Line, the most popular text and voice messaging app provider in Japan with 86 million domestic users, will transfer all images and video data stored partially in South Korea to Japan by June.
The company also revealed that it would transfer the sensitive data of Line Doctor users, such as health insurance and medical license details, that is currently stored in South Korea to Japan.
The company has denied any leaking of personal information or misappropriation of personal data, but government ministries and local municipalities have suspended the app’s use for various administrative services, such as keeping tabs on the health of home-bound people who tested positive for COVID-19 or accepting consultations on bullying.
The latest scandal is a great cause of concern for Japan’s national security because of obligations under the National Intelligence Law, said Masato Terada, a professor at Tokyo Denki University’s School of Science and Technology for Future Life.
“Highly private information was also stored in South Korea,” he said. “Laws could change in any country, with a possibility of improper use of private and sensitive information.

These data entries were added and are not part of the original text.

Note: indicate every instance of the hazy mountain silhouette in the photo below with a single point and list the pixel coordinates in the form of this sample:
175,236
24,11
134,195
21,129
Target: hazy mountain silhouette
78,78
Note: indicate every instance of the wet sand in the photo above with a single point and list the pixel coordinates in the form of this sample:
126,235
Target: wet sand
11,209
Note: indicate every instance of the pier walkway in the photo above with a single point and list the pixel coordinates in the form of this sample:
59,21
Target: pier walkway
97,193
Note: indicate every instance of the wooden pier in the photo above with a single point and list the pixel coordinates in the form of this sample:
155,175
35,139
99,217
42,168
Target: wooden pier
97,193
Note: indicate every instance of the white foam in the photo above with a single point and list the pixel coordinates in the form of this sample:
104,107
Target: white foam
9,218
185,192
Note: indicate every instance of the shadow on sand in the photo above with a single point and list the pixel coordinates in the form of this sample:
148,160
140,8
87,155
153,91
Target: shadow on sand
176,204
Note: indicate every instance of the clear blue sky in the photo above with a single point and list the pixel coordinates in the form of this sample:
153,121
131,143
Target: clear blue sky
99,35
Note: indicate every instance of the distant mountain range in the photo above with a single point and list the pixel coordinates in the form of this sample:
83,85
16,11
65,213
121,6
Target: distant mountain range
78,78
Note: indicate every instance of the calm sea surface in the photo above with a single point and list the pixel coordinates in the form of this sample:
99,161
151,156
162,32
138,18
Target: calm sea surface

“The incident has laid bare a wide gap between the expectations of the public and what the company is thinking about,” said Terada.
Idezawa said there had been no significant change in the number of people using its mobile app or use by corporate clients in the wake of the incident. But he said the company would try to regain trust by making various improvements to data management and consumer protection recommended by a third-party committee.
An inaugural meeting of the committee — set up by Line’s parent, Z Holdings Corp. — was held Tuesday, and the head of the committee, George Shishido, a professor at the University of Tokyo’s Graduate Schools for Law and Politics, pledged to make a thorough review to get to the bottom of the issues.
The Internal Affairs and Communications Ministry last week requested Line submit details on the incident, and on whether it had put necessary systems in place to protect personal information and communication privacy, by April 19. The Financial Services Agency and the government’s Personal Information Protection Commission have also asked the company to submit similar reports.
Line said Tuesday that it plans to launch COVID-19 vaccine reservation systems for local governments, storing all data in the country and allowing access from Japan only.
It will also block access to the official accounts of the central government and municipalities from overseas and transfer all data to Japan by August. It also plans to transfer data on Line Pay transactions currently stored jointly in Japan and South Korea back home by September.